Ele me deu um beijo de boa noite. Eu retribuí e virei pro outro lado. Ele começou vir pra cima de mim e insistir. Eu reforcei que estava com muito sono. Ele não acreditou muito. Eu continuei tranquila um tempo, negociando: 'Deixa pra amanhã, eu to com sono, amanhã a gente saí, a gente curte'. Ele já não estava ouvindo. Durou um tempo até eu finalmente tentar empurrá-lo com força e perceber que eu não conseguia mover muito um sujeito bem maior do que eu.
- "Mentalidade distorcida", diz psicanalista sobre discurso de ódio contra vítimas de estupro
Ele achou graça dos meus empurrões, parece que foi algo que o animou. Eu já era puro desespero. Pedi por favor. Pedi: Pelo amor de deus, para'. Chorei. Ele achou graça de tudo. Eu falei que era sério. Ele respondeu, rindo: 'Sei'. Me desafiei, então, a ficar imóvel feito um cadáver, para ver se ele perdia a empolgação ou se indignasse com a minha falta de reação. Nada. A partir daí só torci para que acabasse logo. Me arrependo até hoje por não ter tido coragem de gritar e pedir socorro.
Me levantei da cama e saí do quarto imediatamente quando ele acabou. Fui deitar no sofá, mas só consegui fechar os olhos pela manhã, quando ele saiu do quarto e eu fiz que estava dormindo para não precisar olhá-lo na cara. Ele foi para o congresso. Eu coloquei suas coisas na mala e deixei na portaria, onde avisei que ele não estava mais autorizado a entrar.
Fiquei em negação, não conseguia nem pensar em estupro. Saí de casa para almoçar com um dos meus melhores amigos e contei para ele o que tinha acontecido. Ele verbalizou o que eu já sabia, mas não queria aceitar: 'Você foi estuprada'. Fiquei quase a tarde toda enrolando para voltar para casa com medo de cruzar com o meu agressor na portaria.
No fim daquele mesmo dia, ele me ligou várias vezes. Não atendi. Dois dias depois ele me mandou um e-mail dizendo estar muito confuso com a minha atitude e perguntando qual motivo eu teria para trancá-lo pra fora de casa em uma cidade estranha. Segundo ele, 'tava tudo tão legal!'. Parecia que ele não entendia a gravidade do que tinha feito. Ou estava sendo muito dissimulado, afinal eu tinha empurrado ele, pedido pra ele parar, chorado, saído do quarto depois. Não existiu nenhum consentimento. Era claro que não estava tudo bem.
Nunca respondi o e-mail. Não quis falar disso nem na terapia. Falei superficialmente o que aconteceu para outras amigas, para quem já tinha contato que iria hospedá-lo. Não entrei em detalhes, disse que ele tinha sido 'desagradável'. Ouvi que era ingenuidade confiar em um cara estranho, receber ele em casa. Eu sei que posso ter sido ingênua, mas isso não descaracteriza o ato dele.

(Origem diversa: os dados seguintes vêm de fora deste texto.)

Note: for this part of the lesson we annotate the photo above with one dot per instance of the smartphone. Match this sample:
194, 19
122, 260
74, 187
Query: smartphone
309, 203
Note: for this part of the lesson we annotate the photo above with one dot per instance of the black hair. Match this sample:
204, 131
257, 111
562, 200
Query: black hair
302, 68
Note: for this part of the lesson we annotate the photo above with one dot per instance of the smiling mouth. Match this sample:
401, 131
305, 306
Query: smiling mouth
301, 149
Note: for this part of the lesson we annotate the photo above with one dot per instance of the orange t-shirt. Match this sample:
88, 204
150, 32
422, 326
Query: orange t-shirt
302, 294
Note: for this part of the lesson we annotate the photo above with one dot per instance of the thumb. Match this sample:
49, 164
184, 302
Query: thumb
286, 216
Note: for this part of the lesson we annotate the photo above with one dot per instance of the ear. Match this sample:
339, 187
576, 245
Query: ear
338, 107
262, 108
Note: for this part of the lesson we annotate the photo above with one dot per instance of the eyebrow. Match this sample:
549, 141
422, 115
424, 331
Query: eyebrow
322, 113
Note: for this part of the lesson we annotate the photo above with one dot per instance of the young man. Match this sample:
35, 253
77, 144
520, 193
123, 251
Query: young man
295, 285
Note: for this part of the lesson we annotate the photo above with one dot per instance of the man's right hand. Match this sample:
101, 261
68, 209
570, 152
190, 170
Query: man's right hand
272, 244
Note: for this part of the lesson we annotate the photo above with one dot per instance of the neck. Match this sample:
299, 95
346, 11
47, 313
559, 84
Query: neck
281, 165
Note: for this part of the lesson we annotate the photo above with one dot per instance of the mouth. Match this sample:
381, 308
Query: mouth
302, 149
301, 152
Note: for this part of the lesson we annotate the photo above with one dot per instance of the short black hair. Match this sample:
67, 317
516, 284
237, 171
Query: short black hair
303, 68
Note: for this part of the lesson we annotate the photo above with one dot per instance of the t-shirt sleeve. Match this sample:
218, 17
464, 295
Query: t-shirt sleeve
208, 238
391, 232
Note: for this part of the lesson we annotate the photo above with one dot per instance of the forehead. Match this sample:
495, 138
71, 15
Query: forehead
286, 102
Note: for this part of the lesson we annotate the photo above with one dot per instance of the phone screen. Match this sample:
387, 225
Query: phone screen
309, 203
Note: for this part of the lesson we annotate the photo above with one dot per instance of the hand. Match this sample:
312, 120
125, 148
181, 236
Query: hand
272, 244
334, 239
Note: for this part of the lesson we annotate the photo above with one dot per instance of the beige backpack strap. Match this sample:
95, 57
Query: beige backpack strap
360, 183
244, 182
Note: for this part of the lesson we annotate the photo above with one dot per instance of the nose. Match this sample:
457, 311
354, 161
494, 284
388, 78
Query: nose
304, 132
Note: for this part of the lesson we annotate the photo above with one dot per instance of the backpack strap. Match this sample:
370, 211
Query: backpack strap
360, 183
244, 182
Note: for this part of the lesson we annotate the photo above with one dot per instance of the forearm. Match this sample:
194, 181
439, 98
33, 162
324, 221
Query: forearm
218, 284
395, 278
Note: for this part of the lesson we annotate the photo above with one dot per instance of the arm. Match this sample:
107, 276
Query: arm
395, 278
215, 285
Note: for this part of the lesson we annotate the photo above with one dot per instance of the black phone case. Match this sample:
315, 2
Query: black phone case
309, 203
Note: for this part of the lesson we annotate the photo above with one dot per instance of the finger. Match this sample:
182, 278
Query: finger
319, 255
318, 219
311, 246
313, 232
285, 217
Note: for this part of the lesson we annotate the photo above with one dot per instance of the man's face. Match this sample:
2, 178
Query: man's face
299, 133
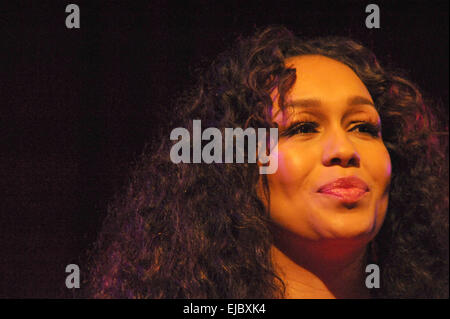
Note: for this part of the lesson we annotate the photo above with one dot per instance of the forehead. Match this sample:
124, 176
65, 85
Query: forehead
323, 78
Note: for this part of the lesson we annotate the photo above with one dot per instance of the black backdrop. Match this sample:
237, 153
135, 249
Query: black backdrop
78, 105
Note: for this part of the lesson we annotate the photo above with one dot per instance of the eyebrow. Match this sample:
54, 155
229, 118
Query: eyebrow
351, 101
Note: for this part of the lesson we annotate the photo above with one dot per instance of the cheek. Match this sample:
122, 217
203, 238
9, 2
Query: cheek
294, 165
379, 167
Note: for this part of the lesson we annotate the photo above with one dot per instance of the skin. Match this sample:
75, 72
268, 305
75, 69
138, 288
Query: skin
320, 241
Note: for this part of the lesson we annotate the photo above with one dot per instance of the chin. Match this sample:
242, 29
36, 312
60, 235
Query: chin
360, 226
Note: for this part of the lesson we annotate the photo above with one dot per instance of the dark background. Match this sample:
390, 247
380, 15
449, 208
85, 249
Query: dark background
78, 105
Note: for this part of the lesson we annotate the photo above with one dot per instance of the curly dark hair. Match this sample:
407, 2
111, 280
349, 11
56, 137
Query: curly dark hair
201, 231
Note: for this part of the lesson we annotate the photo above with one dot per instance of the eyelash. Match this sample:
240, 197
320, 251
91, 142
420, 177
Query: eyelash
309, 127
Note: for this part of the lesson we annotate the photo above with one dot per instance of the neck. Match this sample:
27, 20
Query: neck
321, 269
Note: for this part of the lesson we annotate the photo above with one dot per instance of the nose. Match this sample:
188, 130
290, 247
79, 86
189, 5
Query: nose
339, 150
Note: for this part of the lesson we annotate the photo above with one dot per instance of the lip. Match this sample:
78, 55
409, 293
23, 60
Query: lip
346, 189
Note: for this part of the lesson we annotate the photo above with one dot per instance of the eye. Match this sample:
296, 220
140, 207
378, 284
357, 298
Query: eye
301, 128
367, 128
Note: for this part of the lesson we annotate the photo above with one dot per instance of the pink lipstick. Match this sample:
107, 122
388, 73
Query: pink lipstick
347, 189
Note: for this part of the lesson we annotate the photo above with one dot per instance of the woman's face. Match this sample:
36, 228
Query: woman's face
333, 167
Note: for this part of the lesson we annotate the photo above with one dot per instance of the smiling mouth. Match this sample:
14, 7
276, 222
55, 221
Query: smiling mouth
345, 195
347, 189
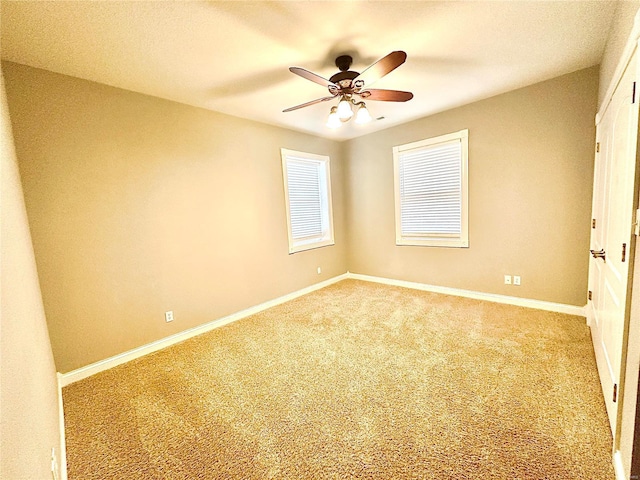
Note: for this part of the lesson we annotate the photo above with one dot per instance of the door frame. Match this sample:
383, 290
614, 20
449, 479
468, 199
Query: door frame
625, 450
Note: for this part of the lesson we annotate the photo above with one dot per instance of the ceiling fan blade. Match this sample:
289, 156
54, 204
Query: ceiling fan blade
386, 95
382, 67
312, 102
311, 76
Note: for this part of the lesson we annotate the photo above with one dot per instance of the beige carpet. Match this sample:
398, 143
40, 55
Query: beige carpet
356, 380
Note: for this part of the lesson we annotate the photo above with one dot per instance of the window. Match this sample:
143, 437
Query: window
431, 191
307, 190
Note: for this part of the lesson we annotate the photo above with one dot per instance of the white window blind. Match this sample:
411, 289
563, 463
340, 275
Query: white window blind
308, 200
431, 191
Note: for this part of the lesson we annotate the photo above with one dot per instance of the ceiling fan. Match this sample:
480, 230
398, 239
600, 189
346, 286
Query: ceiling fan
347, 85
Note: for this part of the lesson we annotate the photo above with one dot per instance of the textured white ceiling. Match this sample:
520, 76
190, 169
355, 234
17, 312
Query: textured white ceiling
233, 56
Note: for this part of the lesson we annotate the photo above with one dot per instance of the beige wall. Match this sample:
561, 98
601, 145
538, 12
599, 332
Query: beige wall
139, 205
28, 386
618, 34
530, 181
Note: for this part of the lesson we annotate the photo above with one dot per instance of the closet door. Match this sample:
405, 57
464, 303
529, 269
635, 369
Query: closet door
614, 179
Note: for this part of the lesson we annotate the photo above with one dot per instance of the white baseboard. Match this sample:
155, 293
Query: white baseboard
102, 365
618, 467
490, 297
62, 460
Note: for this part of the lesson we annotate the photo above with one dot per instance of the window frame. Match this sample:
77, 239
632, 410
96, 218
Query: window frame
438, 239
323, 164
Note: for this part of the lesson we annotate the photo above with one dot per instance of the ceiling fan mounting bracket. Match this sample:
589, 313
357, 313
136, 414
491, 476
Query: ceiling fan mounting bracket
343, 62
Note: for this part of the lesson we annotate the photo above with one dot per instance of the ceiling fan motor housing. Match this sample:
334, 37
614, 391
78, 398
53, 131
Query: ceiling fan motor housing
343, 62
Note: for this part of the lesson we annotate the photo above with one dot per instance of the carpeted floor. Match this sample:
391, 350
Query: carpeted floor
357, 380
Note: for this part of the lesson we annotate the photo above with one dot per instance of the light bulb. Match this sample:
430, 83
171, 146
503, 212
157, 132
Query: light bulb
333, 121
363, 115
344, 109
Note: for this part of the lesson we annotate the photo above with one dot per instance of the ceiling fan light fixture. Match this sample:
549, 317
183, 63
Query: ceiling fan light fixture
334, 120
362, 115
344, 109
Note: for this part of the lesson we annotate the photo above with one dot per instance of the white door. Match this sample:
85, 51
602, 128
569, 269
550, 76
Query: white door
614, 178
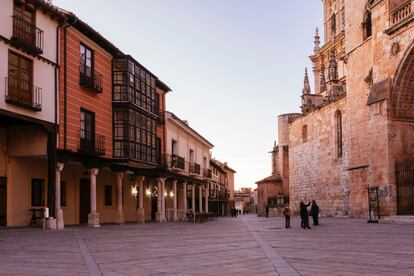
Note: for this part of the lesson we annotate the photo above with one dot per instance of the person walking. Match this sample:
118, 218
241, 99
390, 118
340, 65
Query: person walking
304, 215
315, 212
267, 210
286, 213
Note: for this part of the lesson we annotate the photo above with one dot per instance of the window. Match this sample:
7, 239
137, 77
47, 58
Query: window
367, 24
304, 133
338, 133
174, 147
333, 25
108, 195
20, 76
87, 125
38, 191
135, 84
135, 136
63, 193
86, 61
191, 156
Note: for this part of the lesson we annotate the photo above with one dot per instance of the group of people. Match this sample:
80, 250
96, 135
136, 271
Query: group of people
304, 214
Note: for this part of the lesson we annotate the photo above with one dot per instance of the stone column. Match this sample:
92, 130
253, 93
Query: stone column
175, 199
200, 199
119, 217
140, 209
164, 198
193, 201
185, 197
160, 199
207, 195
58, 211
93, 217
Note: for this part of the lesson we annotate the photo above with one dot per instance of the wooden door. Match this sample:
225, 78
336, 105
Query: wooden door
3, 201
84, 200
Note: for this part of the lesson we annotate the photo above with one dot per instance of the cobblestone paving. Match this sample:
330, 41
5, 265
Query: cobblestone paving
244, 246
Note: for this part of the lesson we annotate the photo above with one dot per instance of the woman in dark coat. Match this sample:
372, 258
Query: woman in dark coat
304, 215
315, 212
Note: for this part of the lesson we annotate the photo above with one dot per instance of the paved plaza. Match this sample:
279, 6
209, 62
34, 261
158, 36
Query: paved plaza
246, 245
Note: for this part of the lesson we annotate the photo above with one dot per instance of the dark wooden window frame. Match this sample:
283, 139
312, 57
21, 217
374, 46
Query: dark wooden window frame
37, 197
133, 83
63, 193
304, 133
135, 136
83, 60
108, 195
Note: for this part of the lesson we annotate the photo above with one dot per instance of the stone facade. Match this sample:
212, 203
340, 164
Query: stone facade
356, 130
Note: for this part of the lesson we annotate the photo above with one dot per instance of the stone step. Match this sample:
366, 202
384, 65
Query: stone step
398, 220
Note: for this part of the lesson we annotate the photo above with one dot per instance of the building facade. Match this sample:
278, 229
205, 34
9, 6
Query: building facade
188, 157
28, 108
355, 130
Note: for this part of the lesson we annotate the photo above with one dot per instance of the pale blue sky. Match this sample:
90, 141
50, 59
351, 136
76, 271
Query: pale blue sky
233, 65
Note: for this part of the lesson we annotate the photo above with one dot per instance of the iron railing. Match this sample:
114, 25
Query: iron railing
27, 36
402, 12
23, 93
177, 162
90, 78
90, 143
195, 168
207, 173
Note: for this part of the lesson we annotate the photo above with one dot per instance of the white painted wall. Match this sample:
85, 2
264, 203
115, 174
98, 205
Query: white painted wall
186, 140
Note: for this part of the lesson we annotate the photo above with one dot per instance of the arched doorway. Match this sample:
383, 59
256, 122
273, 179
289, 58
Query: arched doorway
402, 103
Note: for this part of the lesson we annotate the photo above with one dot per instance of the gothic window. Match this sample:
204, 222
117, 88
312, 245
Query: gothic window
367, 23
304, 133
338, 133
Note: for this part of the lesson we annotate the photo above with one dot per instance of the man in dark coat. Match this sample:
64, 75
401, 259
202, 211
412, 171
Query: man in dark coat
286, 213
304, 215
315, 212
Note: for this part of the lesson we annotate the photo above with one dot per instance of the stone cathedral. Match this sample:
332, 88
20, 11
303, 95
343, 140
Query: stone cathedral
356, 128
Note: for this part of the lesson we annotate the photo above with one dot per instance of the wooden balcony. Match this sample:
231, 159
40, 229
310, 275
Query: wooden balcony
24, 94
27, 36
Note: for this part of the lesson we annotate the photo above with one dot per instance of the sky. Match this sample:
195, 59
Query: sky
233, 65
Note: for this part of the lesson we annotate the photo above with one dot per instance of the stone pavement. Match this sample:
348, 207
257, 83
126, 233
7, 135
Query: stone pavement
244, 246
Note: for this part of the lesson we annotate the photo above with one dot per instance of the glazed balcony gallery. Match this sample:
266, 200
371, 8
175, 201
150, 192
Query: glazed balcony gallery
136, 108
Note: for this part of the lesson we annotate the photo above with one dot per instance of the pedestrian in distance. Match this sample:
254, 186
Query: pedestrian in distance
315, 212
304, 215
267, 210
286, 213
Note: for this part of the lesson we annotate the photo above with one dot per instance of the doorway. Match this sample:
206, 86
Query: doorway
3, 201
84, 200
153, 208
405, 188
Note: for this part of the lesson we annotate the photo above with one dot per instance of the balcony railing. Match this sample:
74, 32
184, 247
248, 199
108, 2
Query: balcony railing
402, 13
195, 168
207, 173
23, 93
27, 36
177, 162
90, 78
91, 144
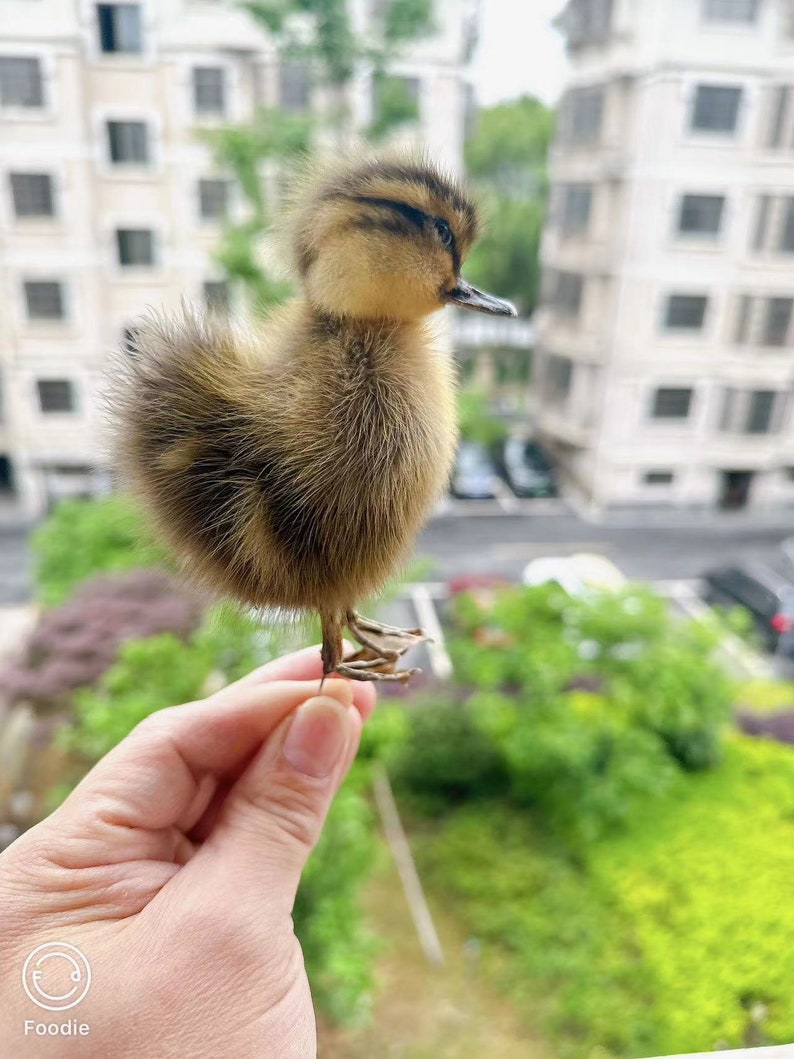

Me encarreguei de tratar logo a cistite que ganhei com essa história e enterrar o episódio num buraco escondido da minha memória. Em nenhuma hora considerei fazer uma denúncia ou confrontá-lo sobre o que ele tinha feito comigo. Para mim, ele sair ileso não era uma questão: eu é que queria ficar ilesa, fazer o assunto morrer. Só queria esquecer, sumir do mapa.
A cada vez que alguém fala que a culpa era da vítima, eu lembro da vergonha e culpa que senti. Agora, 6 anos depois, tudo isso volta com detalhes. Toda vez que falam que a cultura do estupro não existe e que isso é coisa de psicopata, eu lembro do médico lindo e educado que me estuprou dizendo não ter ideia do que tinha feito de errado.
Pode acontecer com qualquer uma. E aconteceu comigo."